Vous êtes perspicaces. Le seul moyen de tenir compte de la puissance de notre jeunesse, de l’utiliser pour notre développement et des retours sur investissement pour ceux qui y croient, est de « financialiser » nos économies. Et quel autre pays que la RDC dispose des ressources et réserves suffisantes pour devenir un acteur ou un point d’attraction valable et valide des ressources financières internes et globales. Nous pouvons créer une richesse quasi illimitée si nous parvenons à prendre notre place à la table des décideurs financiers et décider avec eux de l’orientation que nous voulons donner aux marchés pour le bien des congolais et des marchés.

Le paradoxe pour la population congolaise est que cela se produira par le truchement de ses habitudes de consommation et de comportements. En gros ce n’est pas l’extérieur qui aidera mais nous qui aiderons l’extérieur, consciemment cette fois, à espérer maintenir pour quelques décennies encore notre système financier.

Pour répondre plus précisément il va s’agir de canaliser cette force humaine et de lui apporter une plateforme d’échange doublée d’un accès à des ressources qui se multiplieront par le simple fait du nombre . Les transactions de l’ordre de celle que vous évoquez ne seront que l’expression du dynamisme de la plateforme.

J’en dis déjà trop.

Votre projet prévoit une redistribution des bénéfices/plus-values pour l’aide aux entrepreneurs. Est-ce pour vous la définition de la finance d’impact ?

Pas vraiment. Une telle redistribution sera toujours limitée et circonscrite Elle est un point d’appel, presque un outil marketing. C’est surtout la manière dont est utilisée les ressources qui va permettre de créer des effets d’entrainement et impacter la vie, les activités de millions de personnes. Notre système économique que je n’ai pas l’ambition de révolutionner démontre à suffisance que même avec les marchés boursiers la redistribution de ressources demeure inéquitable, bien que la circulation des richesses soit favorisée. Cela ne m’importe pas à partir du moment où les besoins primaires sont satisfaits, le caractère somptuaire pouvant souffrir les aléas de la compétition et de la compétitivité. La question est alors de définir ce qui relève du primaire ou non.
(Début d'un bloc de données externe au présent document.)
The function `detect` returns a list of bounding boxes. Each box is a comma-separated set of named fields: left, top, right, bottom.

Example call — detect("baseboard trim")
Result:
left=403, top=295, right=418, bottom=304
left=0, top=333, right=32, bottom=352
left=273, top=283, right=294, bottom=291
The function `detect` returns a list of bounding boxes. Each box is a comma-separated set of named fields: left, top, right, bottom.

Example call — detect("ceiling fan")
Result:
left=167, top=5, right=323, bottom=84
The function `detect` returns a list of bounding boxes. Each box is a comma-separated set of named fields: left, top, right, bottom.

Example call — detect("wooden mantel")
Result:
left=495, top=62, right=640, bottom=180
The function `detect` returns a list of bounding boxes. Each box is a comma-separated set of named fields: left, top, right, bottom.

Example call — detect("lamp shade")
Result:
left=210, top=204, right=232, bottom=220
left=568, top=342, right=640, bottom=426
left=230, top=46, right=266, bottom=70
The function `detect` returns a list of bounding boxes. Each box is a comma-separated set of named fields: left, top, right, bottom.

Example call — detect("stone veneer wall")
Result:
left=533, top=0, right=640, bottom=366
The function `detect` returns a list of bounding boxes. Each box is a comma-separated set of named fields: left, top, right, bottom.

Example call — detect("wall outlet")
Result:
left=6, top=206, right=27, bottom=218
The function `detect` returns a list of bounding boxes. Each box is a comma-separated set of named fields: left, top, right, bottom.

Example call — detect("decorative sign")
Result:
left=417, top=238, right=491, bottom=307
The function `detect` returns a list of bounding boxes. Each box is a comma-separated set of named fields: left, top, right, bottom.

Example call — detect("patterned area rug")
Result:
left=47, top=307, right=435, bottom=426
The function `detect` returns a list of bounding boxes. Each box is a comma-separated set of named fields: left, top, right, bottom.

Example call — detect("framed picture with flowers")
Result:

Envisagez-vous un partenariat futur entre des Venture Capital/Private Equity et le CNJE pour prendre le relais dans les besoins de croissance des entreprises ?

Sans aucun doute. Je me suis investi dans ce sens dans une perspective plus large que la CNJE. Elle sera certainement un partenaire privilégié de cette approche que j’ai conceptualisé avec l’aide de mes vice-présidents et mon réseau d’amis. Les ressources existantes seront mises à contributions, là où elles sommeillent ou se repose à moitié…

Est ce que le CNJE, avec tous ces projets, n’est pas finalement un Ministère de la PME ?

Pas du tout c’est juste ma vision qui est ambitieuse, et je n’aspire pas à être ministre :-).

Enfin de ma manière plus générale, que diriez-vous aux investisseurs occidentaux/européens frileux de réaliser des affaires en Afrique ?

Pas grand-chose. Si ce n’est qu’ils vivent dans une bulle dont les parois se font de plus en plus fines. Ils ne peuvent vivre sans l’Afrique, ils n’auront d’autres choix que de s’y faire. Plus vite sera le mieux et le moins douloureux. Ça évitera qu’ils pressent leurs dirigeants d’user de ce pouvoir de nuisance que peut comporter les campagnes militaires travesties sous l’habit de la paix la concorde et l’action humanitaire. L’heure est au Win-Win.

 

Merci à Serge Nawej pour son temps, nous allons garder un oeil sur toutes ces implémentations et idées nouvelles.